That old 19th-century haint, the zeitgeist, has returned to haunt the 2008 presidential election. Especially perceptive observers have spotted him or her and are able to tell us what that blessed spirit of the age is trying to say.
After witnessing a throng of thousands in Des Moines screaming for Obama, his wife, Michelle, and celebrity supporter Oprah Winfrey , Washington Post columnist Richard Cohen declares: "There is no doubt that the zeitgeist whispers the name Obama and that it was impossible, if not historically irresponsible, to look at that platform -- three African-Americans -- and at the immense and mostly white crowd and not feel that something big was happening. Obama's banner captured that: 'Change we can believe in.'"
That, or maybe something big has long since happened that the Democratic Left still adamantly refuses to recognize, (since it would deprive them forever of the key tool for exploiting black constituents)--namely, that white America turned its back on racism long ago and has moved on.
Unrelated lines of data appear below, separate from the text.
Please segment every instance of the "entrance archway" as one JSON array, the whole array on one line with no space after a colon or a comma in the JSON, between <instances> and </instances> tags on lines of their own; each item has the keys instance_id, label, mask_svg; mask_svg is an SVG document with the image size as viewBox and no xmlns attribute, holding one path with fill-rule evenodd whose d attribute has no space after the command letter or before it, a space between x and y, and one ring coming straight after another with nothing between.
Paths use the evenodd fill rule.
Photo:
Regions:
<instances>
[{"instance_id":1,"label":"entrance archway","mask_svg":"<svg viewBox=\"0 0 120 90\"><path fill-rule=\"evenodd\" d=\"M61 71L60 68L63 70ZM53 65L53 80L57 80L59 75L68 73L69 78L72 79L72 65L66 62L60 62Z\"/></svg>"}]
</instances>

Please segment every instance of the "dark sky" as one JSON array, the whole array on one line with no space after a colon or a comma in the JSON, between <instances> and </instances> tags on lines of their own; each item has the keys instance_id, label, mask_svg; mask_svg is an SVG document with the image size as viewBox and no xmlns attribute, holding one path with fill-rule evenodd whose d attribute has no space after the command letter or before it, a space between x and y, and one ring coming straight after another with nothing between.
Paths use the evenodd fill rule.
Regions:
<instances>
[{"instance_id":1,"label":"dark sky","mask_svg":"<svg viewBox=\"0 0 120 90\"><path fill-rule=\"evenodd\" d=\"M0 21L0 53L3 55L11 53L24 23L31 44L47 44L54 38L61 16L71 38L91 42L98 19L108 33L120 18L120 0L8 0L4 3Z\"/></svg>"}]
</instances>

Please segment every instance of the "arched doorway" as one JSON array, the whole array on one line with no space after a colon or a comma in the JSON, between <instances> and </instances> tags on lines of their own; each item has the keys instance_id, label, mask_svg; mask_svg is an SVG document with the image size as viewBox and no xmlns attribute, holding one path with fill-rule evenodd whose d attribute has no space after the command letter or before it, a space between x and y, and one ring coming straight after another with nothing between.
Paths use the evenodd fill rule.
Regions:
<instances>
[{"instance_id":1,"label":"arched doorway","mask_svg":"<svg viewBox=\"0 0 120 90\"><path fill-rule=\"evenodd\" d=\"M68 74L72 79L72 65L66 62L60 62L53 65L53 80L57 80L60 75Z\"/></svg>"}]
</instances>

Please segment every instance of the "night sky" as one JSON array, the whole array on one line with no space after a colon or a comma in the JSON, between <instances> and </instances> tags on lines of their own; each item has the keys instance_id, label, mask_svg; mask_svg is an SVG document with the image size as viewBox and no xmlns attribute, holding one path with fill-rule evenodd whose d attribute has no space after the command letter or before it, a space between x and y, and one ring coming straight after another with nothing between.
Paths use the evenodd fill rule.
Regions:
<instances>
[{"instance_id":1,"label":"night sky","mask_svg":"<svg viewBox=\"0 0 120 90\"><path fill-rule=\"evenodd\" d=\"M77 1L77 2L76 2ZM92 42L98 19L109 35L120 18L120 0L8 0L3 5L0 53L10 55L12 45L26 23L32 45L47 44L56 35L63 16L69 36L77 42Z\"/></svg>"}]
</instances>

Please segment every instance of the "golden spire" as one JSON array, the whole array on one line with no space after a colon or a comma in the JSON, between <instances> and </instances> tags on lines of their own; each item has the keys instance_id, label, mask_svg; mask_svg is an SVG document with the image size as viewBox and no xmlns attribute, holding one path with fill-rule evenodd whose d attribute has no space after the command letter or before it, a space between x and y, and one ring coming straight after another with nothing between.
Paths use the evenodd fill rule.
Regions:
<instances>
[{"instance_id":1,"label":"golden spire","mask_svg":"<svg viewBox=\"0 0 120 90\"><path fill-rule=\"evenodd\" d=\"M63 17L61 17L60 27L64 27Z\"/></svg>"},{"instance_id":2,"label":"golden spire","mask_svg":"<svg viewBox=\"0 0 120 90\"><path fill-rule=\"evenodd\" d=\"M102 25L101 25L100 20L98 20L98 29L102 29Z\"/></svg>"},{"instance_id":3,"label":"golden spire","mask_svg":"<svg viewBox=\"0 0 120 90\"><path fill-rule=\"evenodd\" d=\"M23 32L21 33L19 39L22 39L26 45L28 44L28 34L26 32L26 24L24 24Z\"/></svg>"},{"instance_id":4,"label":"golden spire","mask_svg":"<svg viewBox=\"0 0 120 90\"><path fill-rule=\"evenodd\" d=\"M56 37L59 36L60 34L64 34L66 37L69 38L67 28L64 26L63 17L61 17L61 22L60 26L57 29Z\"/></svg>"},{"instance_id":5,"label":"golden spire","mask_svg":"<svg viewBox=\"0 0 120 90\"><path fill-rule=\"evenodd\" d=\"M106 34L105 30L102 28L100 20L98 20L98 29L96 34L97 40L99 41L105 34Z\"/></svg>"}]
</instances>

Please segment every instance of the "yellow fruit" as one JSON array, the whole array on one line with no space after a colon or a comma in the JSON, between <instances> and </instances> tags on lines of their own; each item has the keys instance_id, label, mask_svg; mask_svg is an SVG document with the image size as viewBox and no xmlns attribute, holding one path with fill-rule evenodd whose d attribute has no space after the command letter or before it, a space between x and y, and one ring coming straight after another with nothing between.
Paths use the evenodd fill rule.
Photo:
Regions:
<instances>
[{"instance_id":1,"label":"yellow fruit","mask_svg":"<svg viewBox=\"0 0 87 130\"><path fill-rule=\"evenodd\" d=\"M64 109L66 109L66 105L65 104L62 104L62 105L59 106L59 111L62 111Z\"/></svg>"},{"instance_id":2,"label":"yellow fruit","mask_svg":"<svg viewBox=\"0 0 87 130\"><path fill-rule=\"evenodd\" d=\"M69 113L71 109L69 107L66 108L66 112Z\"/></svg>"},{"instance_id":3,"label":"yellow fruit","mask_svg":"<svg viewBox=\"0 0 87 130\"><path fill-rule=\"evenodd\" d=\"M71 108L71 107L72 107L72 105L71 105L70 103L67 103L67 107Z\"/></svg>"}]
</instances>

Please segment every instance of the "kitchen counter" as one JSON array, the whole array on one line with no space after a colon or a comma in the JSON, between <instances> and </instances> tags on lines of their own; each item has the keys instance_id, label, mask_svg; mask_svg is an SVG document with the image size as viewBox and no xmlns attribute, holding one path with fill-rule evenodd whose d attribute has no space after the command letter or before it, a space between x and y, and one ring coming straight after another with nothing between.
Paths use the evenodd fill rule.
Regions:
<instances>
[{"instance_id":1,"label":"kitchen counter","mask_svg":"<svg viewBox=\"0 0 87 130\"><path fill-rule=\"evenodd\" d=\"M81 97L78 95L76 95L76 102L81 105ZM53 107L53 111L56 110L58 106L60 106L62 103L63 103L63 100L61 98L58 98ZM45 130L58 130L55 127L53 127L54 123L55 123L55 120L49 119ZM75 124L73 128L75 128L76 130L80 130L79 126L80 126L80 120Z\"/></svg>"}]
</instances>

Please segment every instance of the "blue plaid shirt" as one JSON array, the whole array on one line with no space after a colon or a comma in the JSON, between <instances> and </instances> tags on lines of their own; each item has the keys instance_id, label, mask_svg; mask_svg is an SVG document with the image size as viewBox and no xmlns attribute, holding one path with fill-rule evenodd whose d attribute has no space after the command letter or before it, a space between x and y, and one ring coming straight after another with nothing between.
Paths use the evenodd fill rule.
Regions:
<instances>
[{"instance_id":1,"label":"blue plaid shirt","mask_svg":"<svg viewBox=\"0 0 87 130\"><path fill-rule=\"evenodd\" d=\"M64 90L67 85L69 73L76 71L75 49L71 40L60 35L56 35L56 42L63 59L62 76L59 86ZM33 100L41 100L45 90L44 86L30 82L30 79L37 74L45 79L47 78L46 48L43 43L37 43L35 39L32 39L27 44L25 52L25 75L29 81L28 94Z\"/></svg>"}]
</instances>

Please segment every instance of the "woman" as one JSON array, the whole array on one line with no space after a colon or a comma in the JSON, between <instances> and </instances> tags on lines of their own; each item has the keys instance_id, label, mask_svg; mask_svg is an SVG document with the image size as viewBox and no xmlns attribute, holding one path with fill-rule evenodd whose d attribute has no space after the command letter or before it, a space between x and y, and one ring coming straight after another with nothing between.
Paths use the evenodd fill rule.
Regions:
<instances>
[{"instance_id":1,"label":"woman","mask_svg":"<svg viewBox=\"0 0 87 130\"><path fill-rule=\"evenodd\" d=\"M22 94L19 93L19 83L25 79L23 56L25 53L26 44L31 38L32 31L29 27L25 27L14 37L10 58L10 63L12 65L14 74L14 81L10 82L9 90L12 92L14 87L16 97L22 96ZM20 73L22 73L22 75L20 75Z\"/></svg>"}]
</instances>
But it's hard to say which message the zeitgeist was really whispering, what with all that yelling of the thousands of all those white people for Obama, Michelle, and Oprah. Maybe Cohen can ask the zeitgeist to re-send the message.
Then there's this zeitgest spotting in the New York Times:
Huckabee, meanwhile, stirs Frank Rich from his usually corrosive comportment to declare the GOP candidate is "catching the wave of an emerging zeitgeist."
The New York Times columnist writes: "The real reason for Huckabee's ascendance may be that his message is simply more uplifting -- and, in the ethical rather than theological sense, more Christian -- than that of rivals whose main calling cards of fear, torture and nativism have become more strident with every debate."
Still sounds plenty corrosive to me.
Frank Rich hates Christians, and has declaimed against the “God racket,” by, among other corrosive insults, painting Christians trying to save Terri Schiavo from being judicially murdered by her no-account husband, as, (according to Rich’s 2005 interpretation of the zeitgeist), “our culture…screaming its theocratic inclinations.”
You can bet that any time a guy like Rich starts boosting a candidate's religiosity as “more Christian” than his "less Christian" opponents, it’s because the zeitgeist has promised that the favored "more Christian" subject will ultimately result in “less Christianity.”
And anyway, how exactly does one "catch...the wave of an emerging zeitgeist"?